Class UnicodeUtil


  • public final class UnicodeUtil
    extends Object
    Class to encode java's UTF16 char[] into UTF8 byte[] without always allocating a new byte[] as String.getBytes("UTF-8") does.
    NOTE: This API is for internal purposes only and might change in incompatible ways in the next release.
    • Method Detail

      • UTF16toUTF8WithHash

        public static int UTF16toUTF8WithHash​(char[] source,
                                              int offset,
                                              int length,
                                              BytesRef result)
        Encode characters from a char[] source, starting at offset for length chars. Returns a hash of the resulting bytes. After encoding, result.offset will always be 0.
      • UTF16toUTF8

        public static void UTF16toUTF8​(char[] source,
                                       int offset,
                                       UnicodeUtil.UTF8Result result)
        Encode characters from a char[] source, starting at offset and stopping when the character 0xffff is seen. Returns the number of bytes written to bytesOut.
      • UTF16toUTF8

        public static void UTF16toUTF8​(char[] source,
                                       int offset,
                                       int length,
                                       UnicodeUtil.UTF8Result result)
        Encode characters from a char[] source, starting at offset for length chars. Returns the number of bytes written to bytesOut.
      • UTF16toUTF8

        public static void UTF16toUTF8​(String s,
                                       int offset,
                                       int length,
                                       UnicodeUtil.UTF8Result result)
        Encode characters from this String, starting at offset for length characters. Returns the number of bytes written to bytesOut.
      • UTF16toUTF8

        public static void UTF16toUTF8​(CharSequence s,
                                       int offset,
                                       int length,
                                       BytesRef result)
        Encode characters from this String, starting at offset for length characters. After encoding, result.offset will always be 0.
      • UTF16toUTF8

        public static void UTF16toUTF8​(char[] source,
                                       int offset,
                                       int length,
                                       BytesRef result)
        Encode characters from a char[] source, starting at offset for length chars.
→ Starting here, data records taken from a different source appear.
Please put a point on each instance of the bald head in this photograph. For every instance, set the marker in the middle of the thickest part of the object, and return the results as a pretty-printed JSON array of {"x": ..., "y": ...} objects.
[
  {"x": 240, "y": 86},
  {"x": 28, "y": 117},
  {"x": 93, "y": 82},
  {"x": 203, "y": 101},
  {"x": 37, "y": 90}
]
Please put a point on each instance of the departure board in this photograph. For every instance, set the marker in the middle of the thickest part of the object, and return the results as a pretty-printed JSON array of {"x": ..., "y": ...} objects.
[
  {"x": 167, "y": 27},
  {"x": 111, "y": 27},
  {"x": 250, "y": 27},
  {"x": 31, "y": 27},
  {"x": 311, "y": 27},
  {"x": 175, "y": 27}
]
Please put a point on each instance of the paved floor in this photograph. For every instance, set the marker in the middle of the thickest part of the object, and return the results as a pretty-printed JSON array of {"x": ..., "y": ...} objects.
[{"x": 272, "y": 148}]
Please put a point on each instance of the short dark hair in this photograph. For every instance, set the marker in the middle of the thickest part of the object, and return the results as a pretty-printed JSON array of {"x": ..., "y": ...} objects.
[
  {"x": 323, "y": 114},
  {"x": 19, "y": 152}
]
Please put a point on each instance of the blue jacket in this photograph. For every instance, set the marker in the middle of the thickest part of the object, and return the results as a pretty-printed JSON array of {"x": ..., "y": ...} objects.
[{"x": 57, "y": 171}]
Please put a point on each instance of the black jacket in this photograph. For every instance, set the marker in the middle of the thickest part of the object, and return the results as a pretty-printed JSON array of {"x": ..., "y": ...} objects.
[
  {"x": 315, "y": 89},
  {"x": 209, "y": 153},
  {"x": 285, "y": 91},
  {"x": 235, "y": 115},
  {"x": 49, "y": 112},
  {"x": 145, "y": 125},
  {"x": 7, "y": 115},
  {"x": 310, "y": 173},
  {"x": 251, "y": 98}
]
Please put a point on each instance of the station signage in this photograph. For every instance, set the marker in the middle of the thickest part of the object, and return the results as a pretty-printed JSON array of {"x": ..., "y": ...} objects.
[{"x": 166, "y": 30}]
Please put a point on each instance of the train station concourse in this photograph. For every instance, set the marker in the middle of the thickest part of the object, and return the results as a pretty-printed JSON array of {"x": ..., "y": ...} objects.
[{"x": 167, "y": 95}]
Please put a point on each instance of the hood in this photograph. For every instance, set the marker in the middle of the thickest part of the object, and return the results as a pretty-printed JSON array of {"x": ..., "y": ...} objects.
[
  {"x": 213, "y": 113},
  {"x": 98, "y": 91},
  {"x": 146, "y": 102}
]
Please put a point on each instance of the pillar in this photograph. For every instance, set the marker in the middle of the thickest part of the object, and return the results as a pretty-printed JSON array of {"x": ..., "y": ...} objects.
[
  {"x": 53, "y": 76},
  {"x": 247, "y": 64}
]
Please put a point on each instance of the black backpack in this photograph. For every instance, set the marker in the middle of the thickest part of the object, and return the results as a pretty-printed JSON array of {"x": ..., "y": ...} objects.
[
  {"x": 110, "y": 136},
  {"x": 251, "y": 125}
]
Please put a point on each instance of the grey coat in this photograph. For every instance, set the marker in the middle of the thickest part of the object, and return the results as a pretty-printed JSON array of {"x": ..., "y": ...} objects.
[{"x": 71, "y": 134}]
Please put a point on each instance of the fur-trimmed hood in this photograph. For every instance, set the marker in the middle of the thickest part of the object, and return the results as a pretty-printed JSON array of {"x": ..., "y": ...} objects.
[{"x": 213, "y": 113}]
After encoding, result.offset will always be 0.
      • UTF8toUTF16

        public static void UTF8toUTF16​(byte[] utf8,
                                       int offset,
                                       int length,
                                       UnicodeUtil.UTF16Result result)
        Convert UTF8 bytes into UTF16 characters. If offset is non-zero, conversion starts at that starting point in utf8, re-using the results from the previous call up until offset.
      • newString

        public static String newString​(int[] codePoints,
                                       int offset,
                                       int count)
        Cover JDK 1.5 API. Create a String from an array of codePoints.
        Parameters:
        codePoints - The code array
        offset - The start of the text in the code point array
        count - The number of code points
        Returns:
        a String representing the code points between offset and count
        Throws:
        IllegalArgumentException - If an invalid code point is encountered
        IndexOutOfBoundsException - If the offset or count are out of bounds.
      • UTF8toUTF16

        public static void UTF8toUTF16​(byte[] utf8,
                                       int offset,
                                       int length,
                                       CharsRef chars)
        Interprets the given byte array as UTF-8 and converts to UTF-16. The CharsRef will be extended if it doesn't provide enough space to hold the worst case of each byte becoming a UTF-16 codepoint.

        NOTE: Full characters are read, even if this reads past the length passed (and can result in an ArrayOutOfBoundsException if invalid UTF-8 is passed). Explicit checks for valid UTF-8 are not performed.

      • validUTF16String

        public static boolean validUTF16String​(CharSequence s)